The Namesake (2006). Mira Nair’s ambitious feature on cultural clashes within an Indian-American family is earnest and well acted, but ultimately the film winds up an overlong example of biting off more than one can chew. The early scenes, depicting the arranged marriage and awkward early years of a young couple (Irrfan Khan and Tabu, both fine), are nicely done and poignant. I also enjoyed the appealing Kal Penn as the couple’s Americanized son, whose differing views on life from his own father’s form the backbone of the film. As soon as the story detours into soap opera-ish territory in the film’s second half, however, things get dicey. There were a few points at which the movie could have satisfyingly concluded, but then another wrinkle develops and the story continues — and this happens several times! Somewhat worthy if you’re into Indian cuture; otherwise beware.
The Stranger (1946).

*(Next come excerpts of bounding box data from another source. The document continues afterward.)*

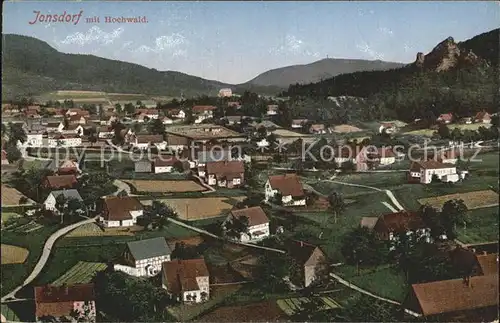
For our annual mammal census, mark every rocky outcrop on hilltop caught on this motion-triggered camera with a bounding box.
[414,37,487,72]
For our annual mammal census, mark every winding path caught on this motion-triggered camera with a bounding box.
[1,218,96,303]
[167,218,285,254]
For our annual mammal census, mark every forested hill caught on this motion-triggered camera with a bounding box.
[2,34,282,98]
[283,29,500,120]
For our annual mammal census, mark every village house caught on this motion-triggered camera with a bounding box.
[205,160,245,188]
[265,174,306,206]
[135,109,160,119]
[162,258,210,303]
[436,113,453,123]
[43,189,83,211]
[66,114,87,125]
[118,237,172,277]
[408,160,462,184]
[290,119,308,129]
[267,104,278,116]
[474,111,491,124]
[160,116,174,125]
[99,196,144,228]
[130,135,167,150]
[167,109,186,120]
[42,175,78,190]
[35,284,97,323]
[151,156,189,174]
[192,105,217,123]
[378,122,397,135]
[222,206,269,242]
[286,240,328,287]
[46,134,82,147]
[403,271,499,322]
[309,123,327,134]
[370,211,431,249]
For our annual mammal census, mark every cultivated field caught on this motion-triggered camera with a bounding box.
[333,124,363,133]
[276,297,340,316]
[141,196,246,220]
[124,180,206,193]
[1,244,29,265]
[2,184,32,206]
[66,223,133,238]
[418,190,498,210]
[52,261,107,286]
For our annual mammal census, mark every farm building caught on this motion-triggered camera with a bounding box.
[43,189,83,211]
[222,206,269,242]
[99,196,144,228]
[265,174,306,206]
[205,160,245,188]
[118,237,172,277]
[403,272,498,322]
[35,284,96,322]
[408,160,461,184]
[286,240,327,287]
[162,258,210,303]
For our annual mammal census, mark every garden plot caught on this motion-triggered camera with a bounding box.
[52,261,107,286]
[276,296,340,316]
[1,244,29,265]
[418,190,498,210]
[124,180,206,193]
[141,196,246,221]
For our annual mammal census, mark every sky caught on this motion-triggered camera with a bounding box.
[3,1,500,84]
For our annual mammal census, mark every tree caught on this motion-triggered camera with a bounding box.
[341,227,387,266]
[328,192,345,224]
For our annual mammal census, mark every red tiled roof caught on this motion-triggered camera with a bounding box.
[103,196,144,221]
[373,211,426,233]
[474,111,491,120]
[231,206,269,227]
[411,274,498,316]
[269,174,304,197]
[162,258,209,294]
[193,105,217,113]
[45,175,78,188]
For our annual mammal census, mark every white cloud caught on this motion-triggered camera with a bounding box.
[58,26,124,46]
[133,33,188,56]
[269,35,320,57]
[356,42,384,60]
[378,27,394,36]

TCM included this suspenser on a morning-long salute to actress Loretta Young this week. Although Young frets nicely as a small town newlywed who slowly discovers her new hubby is a Nazi, this film really belongs to Orson Welles (in the title role) and Edward G. Robinson (as a government inspector tracking Welles down). Wells also directs, and this film does have a stylistic similarity to Citizen Kane and The Magnificent Ambersons, albeit in a watered-down fashion. The flourishes are enough to make it stand out over the somewhat routine script, and the three main actors are a joy to watch. Fun viewing that reminds me of how great black and white movies can be (even the silly ones) — and you can’t beat that clock tower climax.

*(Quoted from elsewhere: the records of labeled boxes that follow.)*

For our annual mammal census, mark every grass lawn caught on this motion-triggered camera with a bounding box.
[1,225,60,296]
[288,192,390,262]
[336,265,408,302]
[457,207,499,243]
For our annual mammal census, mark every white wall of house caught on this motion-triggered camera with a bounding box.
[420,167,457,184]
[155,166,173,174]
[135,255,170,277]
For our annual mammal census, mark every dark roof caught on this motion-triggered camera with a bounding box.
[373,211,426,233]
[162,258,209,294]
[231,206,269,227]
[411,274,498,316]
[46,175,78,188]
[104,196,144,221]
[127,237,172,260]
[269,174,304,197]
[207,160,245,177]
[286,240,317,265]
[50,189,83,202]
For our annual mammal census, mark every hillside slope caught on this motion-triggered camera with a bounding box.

album_tipsybuzzzTipsy — Buzzz. eMusic download. Tipsy is known for seductive instrumental mashups that incorporate tasty samples from weird old easy listening records (or at least that’s what it sounds like to these ears). 2008’s Buzzz was his first album in a few years, a subtle departure from the more overtly kitschy sound he’s known for. Some fans don’t favor this “chillout” approach as much, but as far as swanky background music goes this album is tops. It sets a relaxed mood overall, but there is enough variety in individual tracks to keep things interesting. Some tracks even live up to the very descriptive titles they’ve been given — “Kitty’s Daydream” is a highlight. The only thing missing here is a cocktail festooned with a tiny umbrella.
Wee Willie Winkie (1937). Shirley Temple plays a girl named Priscilla who is sent with her mother to live in a British army outpost in early 1900s India. Unlike many of her other flicks, this film comes with a pedigree — it was based on a Rudyard Kipling story, John Ford directed (I can’t really picture the macho Ford growling “Play this scene cuter, will ya Shirley,” can you?), and co-heading with Shirley was recent Oscar winner Victor McLaglen. All those ingredients make this kiddie adventure a little less grating than usual, even somewhat touching at times. Sure, Shirley seems to be laying on the adorableness a bit thickly here, but that girl had such incredible poise and presence for someone so young. She is really kind of fascinating to watch, and the quality on display throughout makes Winkie one of her better starring efforts (1939’s The Little Princess will always be my fave Temple movie, however).